To read a memory location means to check if we have it in the CPUs level 1 cache. It is unlikely to be unless it is very frequently used. Next check the level two cache, and let us assume that is a miss as well.

If this is a single CPU system, the game ends here, we pick it out of RAM and move on.

On a Multi-CPU system, and it doesn’t matter if the CPUs share a socket or have their own, we first have to check if any of the other CPUs have a modified copy of n_foo stored in their caches, so a special bus-transaction goes out to find this out, if if some cpu comes back and says “yeah, I have it” that cpu gets to write it to RAM. On good hardware designs, our CPU will listen in on the bus during that write operation, on bad designs it will have to do a memory read afterwards.

Now the CPU can increment the value of n_foo, and write it back. But it is unlikely to go directly back to memory, we might need it again quickly, so the modified value gets stored in our own L1 cache and then at some point, it will end up in RAM.

Now imagine that another CPU wants to n_bar+++ at the same time, can it do that ? No. Caches operate not on bytes but on some “linesize” of bytes, typically from 8 to 128 bytes in each line. So since the first cpu was busy dealing with n_foo, the second CPU will be trying to grab the same cache-line, so it will have to wait, even through it is a different variable.

Starting to get the idea ?

Yes, it’s ugly.

How do we cope ?

Avoid memory operations if at all possible.

Here are some ways Varnish tries to do that:

When we need to handle a HTTP request or response, we have an array of pointers and a workspace. We do not call malloc(3) for each header. We call it once for the entire workspace and then we pick space for the headers from there. The nice thing about this is that we usually free the entire header in one go and we can do that simply by resetting a pointer to the start of the workspace.

When we need to copy a HTTP header from one request to another (or from a response to another) we don’t copy the string, we just copy the pointer to it. Provided we do not change or free the source headers, this is perfectly safe, a good example is copying from the client request to the request we will send to the backend.

When the new header has a longer lifetime than the source, then we have to copy it. For instance when we store headers in a cached object.
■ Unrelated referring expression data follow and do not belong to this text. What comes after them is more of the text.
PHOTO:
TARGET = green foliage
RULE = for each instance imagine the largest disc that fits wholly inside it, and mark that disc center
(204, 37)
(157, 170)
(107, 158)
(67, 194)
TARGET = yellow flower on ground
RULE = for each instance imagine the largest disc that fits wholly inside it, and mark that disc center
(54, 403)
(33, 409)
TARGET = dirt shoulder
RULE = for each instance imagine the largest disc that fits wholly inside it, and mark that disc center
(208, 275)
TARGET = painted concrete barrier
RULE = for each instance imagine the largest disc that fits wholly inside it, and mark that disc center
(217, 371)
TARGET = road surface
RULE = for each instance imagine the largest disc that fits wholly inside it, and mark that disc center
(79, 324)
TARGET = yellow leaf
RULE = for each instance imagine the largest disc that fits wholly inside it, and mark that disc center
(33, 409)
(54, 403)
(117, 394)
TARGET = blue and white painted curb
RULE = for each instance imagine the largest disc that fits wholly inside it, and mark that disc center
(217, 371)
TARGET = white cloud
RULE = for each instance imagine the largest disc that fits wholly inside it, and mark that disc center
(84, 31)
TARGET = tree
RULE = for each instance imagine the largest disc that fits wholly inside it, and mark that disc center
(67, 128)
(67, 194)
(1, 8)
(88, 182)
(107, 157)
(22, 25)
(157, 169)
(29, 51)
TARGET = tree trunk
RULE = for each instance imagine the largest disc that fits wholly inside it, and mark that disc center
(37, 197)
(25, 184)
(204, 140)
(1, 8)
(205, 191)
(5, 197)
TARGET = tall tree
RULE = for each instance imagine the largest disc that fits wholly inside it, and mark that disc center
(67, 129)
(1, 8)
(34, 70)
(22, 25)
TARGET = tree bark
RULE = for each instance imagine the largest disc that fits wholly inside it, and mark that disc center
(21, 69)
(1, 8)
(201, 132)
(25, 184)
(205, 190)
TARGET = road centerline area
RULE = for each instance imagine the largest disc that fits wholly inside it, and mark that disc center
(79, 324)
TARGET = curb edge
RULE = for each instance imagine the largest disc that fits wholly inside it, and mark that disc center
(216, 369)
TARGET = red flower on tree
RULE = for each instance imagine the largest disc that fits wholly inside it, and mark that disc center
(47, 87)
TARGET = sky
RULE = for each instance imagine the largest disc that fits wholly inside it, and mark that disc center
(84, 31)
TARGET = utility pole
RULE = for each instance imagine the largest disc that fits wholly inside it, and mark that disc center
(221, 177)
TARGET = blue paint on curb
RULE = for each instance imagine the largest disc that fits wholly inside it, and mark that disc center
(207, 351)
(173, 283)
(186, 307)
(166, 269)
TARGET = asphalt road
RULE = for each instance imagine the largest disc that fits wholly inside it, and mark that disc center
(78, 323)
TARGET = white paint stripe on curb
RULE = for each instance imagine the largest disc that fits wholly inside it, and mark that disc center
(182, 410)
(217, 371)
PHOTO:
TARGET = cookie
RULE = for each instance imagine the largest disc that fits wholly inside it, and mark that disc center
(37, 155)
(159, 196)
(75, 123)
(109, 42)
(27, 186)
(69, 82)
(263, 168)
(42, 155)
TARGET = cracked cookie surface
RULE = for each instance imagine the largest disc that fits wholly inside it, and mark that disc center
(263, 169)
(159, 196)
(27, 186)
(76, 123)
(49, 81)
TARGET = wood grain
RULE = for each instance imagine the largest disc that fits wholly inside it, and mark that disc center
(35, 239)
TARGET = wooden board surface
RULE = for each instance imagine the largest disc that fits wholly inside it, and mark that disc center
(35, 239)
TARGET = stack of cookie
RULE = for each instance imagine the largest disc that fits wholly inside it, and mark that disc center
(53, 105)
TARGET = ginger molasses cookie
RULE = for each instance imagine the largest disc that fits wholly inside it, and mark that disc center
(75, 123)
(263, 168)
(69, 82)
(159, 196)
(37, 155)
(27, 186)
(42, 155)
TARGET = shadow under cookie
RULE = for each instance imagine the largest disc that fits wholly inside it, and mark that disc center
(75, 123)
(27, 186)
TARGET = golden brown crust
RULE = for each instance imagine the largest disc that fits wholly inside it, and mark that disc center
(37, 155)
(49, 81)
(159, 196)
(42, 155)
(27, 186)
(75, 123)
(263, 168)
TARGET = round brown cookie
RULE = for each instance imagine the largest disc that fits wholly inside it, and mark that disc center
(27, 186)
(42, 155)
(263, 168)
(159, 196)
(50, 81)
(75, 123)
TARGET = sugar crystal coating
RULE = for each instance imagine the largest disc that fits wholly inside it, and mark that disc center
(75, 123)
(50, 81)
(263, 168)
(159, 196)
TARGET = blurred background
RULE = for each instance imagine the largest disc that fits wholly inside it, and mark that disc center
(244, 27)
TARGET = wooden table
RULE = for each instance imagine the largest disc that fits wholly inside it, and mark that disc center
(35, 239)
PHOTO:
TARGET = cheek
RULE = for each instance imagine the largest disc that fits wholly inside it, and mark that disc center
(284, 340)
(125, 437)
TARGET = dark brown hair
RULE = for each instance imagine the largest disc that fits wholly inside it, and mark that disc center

But in that case we build the new header in a workspace, and once we know how big it will be, we do a single malloc(3) to get the space and then we put the entire header in that space.

We also try to reuse memory which is likely to be in the caches.

The worker threads are used in “most recently busy” fashion, when a workerthread becomes free it goes to the front of the queue where it is most likely to get the next request, so that all the memory it already has cached, stack space, variables etc, can be reused while in the cache, instead of having the expensive fetches from RAM.

We also give each worker thread a private set of variables it is likely to need, all allocated on the stack of the thread. That way we are certain that they occupy a page in RAM which none of the other CPUs will ever think about touching as long as this thread runs on its own CPU. That way they will not fight about the cachelines.

If all this sounds foreign to you, let me just assure you that it works: we spend less than 18 system calls on serving a cache hit, and even many of those are calls tog get timestamps for statistics.

These techniques are also nothing new, we have used them in the kernel for more than a decade, now it’s your turn to learn them :-)

So Welcome to Varnish, a 2006 architecture program.